Noses and tails (1.4.77-88)

MERCUTIO     Sometimes she gallops o’er a courtier’s nose,

                        And then he dreams of smelling out a suit;

                        And sometime comes she with a tithe-pig’s tail

                        Tickling a parson’s nose as ’a lies asleep,

                        Then he dreams of another benefice.

                        Sometime she driveth o’er a soldier’s neck,

                        And then dreams he of cutting foreign throats,

                        Of breaches, ambuscadoes, Spanish blades,

                        Of healths five fathom deep; and then anon

                        Drums in his ear, at which he starts and wakes,

                        And being thus frighted, swears a prayer or two,

                        And sleeps again. (1.4.77-88)

Getting faster still, I think, and weirder, partly because of the noses; the repeated citation of noses is both ridiculous (because noses are ridiculous; they are also, phallic, if you’re feeling Freudian) and very particular in its physicality: the tickle, the sneeze, the sense of a dream as being fleeting and intense as perfume. The suit that the courtier smells is not clothes but rather a petition that he can advance at court on behalf of someone else, who will pay him a fee, referring to the assumed self-interest of courtiers.

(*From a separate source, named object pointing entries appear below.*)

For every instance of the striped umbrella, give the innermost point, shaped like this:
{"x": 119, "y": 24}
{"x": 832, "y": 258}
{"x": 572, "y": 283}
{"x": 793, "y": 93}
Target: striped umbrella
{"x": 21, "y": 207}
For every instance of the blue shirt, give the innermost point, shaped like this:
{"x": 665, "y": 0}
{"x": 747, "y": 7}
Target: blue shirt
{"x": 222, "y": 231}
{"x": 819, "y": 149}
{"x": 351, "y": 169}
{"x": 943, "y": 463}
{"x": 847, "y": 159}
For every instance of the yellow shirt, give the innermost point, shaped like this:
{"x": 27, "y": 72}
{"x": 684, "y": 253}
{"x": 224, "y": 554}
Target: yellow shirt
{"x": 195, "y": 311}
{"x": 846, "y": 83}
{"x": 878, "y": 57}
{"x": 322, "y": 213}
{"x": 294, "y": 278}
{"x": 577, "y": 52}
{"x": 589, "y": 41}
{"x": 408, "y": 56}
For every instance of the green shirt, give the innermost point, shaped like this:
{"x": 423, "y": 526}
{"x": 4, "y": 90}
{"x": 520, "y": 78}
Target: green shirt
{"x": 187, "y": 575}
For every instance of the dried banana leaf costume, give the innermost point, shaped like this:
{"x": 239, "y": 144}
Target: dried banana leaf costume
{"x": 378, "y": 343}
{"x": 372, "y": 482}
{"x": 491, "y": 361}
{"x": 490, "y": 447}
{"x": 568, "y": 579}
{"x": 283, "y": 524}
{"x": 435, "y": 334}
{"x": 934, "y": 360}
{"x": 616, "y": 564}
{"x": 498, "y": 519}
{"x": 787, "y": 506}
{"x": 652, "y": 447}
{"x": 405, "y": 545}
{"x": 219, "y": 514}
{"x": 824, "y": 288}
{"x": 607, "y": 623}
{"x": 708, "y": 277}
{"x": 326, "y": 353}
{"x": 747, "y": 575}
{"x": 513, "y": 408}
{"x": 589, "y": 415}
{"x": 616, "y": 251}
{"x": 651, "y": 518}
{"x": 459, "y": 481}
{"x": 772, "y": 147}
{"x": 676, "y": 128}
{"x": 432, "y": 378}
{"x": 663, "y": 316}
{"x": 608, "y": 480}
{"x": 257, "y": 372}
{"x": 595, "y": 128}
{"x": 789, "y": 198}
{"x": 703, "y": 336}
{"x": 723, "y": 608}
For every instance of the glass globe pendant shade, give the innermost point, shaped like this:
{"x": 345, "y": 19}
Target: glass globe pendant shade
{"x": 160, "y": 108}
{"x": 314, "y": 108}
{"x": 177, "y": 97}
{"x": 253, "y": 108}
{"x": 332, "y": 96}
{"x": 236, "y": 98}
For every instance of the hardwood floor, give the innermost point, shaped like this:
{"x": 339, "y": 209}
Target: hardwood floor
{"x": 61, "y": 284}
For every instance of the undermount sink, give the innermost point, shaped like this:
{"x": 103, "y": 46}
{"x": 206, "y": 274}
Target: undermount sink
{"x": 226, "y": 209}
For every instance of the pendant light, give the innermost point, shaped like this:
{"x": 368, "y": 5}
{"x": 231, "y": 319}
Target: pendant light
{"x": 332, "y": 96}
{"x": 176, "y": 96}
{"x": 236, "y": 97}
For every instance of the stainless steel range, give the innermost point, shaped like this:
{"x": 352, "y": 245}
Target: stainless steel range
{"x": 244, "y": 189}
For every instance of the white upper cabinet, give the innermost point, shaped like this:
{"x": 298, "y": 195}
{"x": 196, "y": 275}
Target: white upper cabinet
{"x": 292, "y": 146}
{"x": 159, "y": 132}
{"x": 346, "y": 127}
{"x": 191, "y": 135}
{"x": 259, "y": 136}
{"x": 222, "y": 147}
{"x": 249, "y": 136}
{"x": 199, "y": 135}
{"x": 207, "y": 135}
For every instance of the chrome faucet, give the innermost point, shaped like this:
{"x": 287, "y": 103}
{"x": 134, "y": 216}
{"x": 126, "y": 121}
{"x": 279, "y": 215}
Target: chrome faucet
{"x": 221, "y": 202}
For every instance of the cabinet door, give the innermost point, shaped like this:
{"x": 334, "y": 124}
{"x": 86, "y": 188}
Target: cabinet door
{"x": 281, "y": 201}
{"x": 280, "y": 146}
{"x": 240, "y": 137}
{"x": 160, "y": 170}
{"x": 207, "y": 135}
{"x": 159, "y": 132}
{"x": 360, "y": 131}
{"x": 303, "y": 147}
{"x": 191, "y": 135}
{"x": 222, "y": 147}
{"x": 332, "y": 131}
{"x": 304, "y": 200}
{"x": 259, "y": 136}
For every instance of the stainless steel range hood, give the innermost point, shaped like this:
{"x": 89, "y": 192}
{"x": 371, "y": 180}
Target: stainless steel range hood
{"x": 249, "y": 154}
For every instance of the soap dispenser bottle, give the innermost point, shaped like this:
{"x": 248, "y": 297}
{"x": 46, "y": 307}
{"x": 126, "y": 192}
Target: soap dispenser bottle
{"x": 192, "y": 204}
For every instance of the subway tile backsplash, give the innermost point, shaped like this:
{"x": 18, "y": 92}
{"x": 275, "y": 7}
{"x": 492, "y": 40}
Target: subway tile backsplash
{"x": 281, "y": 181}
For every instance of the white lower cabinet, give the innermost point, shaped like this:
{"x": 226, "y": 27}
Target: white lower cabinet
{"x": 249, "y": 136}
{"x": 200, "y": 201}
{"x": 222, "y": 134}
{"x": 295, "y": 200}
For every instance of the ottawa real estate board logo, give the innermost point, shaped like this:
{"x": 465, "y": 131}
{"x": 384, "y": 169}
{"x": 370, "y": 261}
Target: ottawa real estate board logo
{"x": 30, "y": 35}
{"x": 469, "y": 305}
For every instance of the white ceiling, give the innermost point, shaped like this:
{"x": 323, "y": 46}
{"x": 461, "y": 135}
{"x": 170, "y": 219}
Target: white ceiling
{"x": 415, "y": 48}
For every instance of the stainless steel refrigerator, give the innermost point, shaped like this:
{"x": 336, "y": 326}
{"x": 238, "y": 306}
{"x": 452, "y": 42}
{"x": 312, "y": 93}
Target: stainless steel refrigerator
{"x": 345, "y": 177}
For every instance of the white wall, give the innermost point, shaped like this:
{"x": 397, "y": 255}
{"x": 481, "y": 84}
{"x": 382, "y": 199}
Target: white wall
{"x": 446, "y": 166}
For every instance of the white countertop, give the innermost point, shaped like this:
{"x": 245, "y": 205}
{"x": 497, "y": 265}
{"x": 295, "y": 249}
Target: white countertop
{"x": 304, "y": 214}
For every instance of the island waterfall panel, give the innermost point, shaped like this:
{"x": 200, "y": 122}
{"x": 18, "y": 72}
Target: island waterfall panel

Similarly, the greed of the parson is invoked: a parishioner has paid their parish dues with a pig, which the parson may well eat, as he dreams of getting the income from yet another parish. It’s not clear how the pig’s tail relates to Mab – has it been amputated from the pig for her to hold, or has she grown a curly tail herself? Either way, the rapid alternation between noses and tails is grotesque (and phallic), albeit the conventional anti-court and anti-clerical satire lightens it a little. Driving is more intense than galloping, more pressure, wheels as well as hooves; it’s as if Mab’s chariot is cutting the soldier’s own throat. His first imaginings are violent and swaggering: cutting an enemy’s throat, breaching a wall (as in, Once more unto), setting an ambush (the ambuscado makes it sound Spanish, a touch more swagger, but also evoking the vanquished foreigner); the Spanish blades the much-fetishized swords of Toledo, the best blades of all Europe. (There is, again, an edge of sexual violence). And then an enormous drink, drinking healths, making extravagant toasts and oaths and downing it all in one. There’s so much stuff going on.

And then it shifts. There’s a significant medial caesura – one of those jump cuts – as Mab no longer brings dreams of feats of arms, but of terror. It’s left slightly unclear as to whether she drums in his ear (probably), or whether there are, suddenly, drums in his ear (less likely); the effect is the same – loud, ominous, the sound of an imminent attack, perhaps – but the grammatical ambiguity makes it more unsettling still. The repeated ands, as well as the lists, make it faster and faster, and more intense, breathless. The soldier is the first of Mab’s victims to wake, and he is terrified (but, in another half-line, sleeps again; this is how swift and confusing dreams are).